Without regular maintenance, software stacks, like people, tend to spread out and get lumpy as they age. When running processes on AWS, staying still can be especially painful as the Amazon platform features evolve rapidly. While this rarely breaks stable features, I recommend keeping an eye on the direction the services you use are evolving in and that you avoid getting too comfortable with one particular way of doing things as the One True Way. Otherwise, by the time you try to take advantage of the latest super-scalei-fragilistic-excloudi-ociousness, you may find your nice pipelines have grown inter-dependencies like kudzu vines. It was this sort of scenario that I was recently fighting with two of my ELK and EMR pipelines.
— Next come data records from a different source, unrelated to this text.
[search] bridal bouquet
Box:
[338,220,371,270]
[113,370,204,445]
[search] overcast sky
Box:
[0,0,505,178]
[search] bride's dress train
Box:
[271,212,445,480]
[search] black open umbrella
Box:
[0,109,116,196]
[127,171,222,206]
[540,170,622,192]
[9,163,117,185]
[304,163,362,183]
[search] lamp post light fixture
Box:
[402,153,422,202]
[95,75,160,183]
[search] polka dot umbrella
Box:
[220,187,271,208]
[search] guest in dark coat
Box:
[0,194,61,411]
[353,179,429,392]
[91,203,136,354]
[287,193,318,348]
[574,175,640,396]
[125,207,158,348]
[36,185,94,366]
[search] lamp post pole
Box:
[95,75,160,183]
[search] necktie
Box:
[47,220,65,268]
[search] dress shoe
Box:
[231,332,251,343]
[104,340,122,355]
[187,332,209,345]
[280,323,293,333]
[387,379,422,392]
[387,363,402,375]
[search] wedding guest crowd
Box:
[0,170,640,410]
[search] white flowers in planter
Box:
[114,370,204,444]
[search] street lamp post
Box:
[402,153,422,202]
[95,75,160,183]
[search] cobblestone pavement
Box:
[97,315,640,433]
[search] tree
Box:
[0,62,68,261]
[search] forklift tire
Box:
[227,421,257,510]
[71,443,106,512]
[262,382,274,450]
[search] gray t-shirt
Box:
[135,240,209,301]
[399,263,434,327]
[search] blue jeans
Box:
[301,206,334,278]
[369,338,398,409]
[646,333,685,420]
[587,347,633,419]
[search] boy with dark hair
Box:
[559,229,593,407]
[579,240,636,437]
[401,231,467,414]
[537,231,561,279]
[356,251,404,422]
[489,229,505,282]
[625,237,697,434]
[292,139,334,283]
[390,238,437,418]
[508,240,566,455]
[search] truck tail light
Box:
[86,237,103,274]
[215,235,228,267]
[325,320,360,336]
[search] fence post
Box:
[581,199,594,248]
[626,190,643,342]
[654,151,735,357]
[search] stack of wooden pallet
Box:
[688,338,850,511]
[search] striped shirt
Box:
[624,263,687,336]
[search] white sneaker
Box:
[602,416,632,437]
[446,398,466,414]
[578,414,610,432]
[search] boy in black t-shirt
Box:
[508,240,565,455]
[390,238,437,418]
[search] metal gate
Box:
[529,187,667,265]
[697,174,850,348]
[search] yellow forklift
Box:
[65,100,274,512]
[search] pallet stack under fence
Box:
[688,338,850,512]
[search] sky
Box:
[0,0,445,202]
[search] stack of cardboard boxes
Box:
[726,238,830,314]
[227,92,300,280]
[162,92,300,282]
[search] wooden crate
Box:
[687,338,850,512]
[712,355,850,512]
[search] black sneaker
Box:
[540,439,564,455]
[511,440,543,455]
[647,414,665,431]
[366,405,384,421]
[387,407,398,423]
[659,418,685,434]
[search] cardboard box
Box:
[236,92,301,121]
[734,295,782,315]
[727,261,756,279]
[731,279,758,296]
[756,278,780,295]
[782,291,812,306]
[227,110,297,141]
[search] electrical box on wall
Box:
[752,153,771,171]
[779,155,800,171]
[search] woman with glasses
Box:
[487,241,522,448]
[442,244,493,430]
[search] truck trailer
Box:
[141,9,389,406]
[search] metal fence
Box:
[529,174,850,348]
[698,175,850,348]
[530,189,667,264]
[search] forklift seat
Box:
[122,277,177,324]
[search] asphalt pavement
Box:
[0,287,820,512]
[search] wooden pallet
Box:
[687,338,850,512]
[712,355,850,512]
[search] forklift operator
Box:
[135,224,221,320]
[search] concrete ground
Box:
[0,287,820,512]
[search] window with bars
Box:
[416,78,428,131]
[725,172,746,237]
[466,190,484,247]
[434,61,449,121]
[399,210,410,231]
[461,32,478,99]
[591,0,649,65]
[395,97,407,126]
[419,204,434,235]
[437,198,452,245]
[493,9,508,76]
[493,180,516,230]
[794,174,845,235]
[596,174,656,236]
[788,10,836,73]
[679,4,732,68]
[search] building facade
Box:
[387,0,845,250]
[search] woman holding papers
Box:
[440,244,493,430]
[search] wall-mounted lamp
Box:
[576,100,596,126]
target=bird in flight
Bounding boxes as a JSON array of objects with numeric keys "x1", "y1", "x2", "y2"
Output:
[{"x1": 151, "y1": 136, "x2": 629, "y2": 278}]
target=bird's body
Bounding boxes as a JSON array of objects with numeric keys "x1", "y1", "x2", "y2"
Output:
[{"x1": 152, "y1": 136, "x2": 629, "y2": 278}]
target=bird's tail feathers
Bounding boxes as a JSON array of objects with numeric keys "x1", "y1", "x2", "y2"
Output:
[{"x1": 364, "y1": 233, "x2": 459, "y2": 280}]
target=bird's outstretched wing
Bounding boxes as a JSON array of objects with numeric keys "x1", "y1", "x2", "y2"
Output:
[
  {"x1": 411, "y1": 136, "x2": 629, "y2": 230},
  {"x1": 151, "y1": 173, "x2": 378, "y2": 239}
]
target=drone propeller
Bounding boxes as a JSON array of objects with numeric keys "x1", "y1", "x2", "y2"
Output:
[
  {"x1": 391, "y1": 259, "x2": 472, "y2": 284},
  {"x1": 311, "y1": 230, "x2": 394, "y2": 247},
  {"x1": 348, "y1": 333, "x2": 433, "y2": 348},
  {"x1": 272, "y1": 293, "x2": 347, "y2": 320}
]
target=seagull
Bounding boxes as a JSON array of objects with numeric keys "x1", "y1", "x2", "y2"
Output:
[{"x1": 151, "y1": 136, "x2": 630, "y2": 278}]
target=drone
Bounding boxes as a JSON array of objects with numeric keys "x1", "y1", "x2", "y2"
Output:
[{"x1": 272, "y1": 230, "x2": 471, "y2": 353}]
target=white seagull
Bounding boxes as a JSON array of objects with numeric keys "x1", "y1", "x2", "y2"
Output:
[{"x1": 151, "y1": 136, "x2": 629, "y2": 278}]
One of our first workloads on AWS was a simple EMR job for some log parsing. As our needs grew, we stood up an ELK cluster for processing much of the same data. To keep the number of copies of data files to a minimum, we put some hooks in to the EMR process to copy files over to our ELK buckets. This worked great until I needed to change the pipelines, when timing issues between the two workflows really became an issue. Further complicating the issue, we wanted to copy some of these files over to other locations for even more pipelines.
Our solution was to rethink the file copy process. We now place all of these on premises files into a central S3 bucket for archival and storage, then leverage S3 events to notify a custom Lambda function. Now when objects are dropped into this S3 bucket, a message is sent to SNS which then notifies a unique Lambda function for each consuming pipeline. The Lambda function has a local configuration that knows what pipeline it’s servicing, copying the files its consumer needs to the appropriate location as well as uncompressing tarballs into their constituent parts.
The code of this function, as well as more comprehensive directions on use and deploying, are now available on GitHub.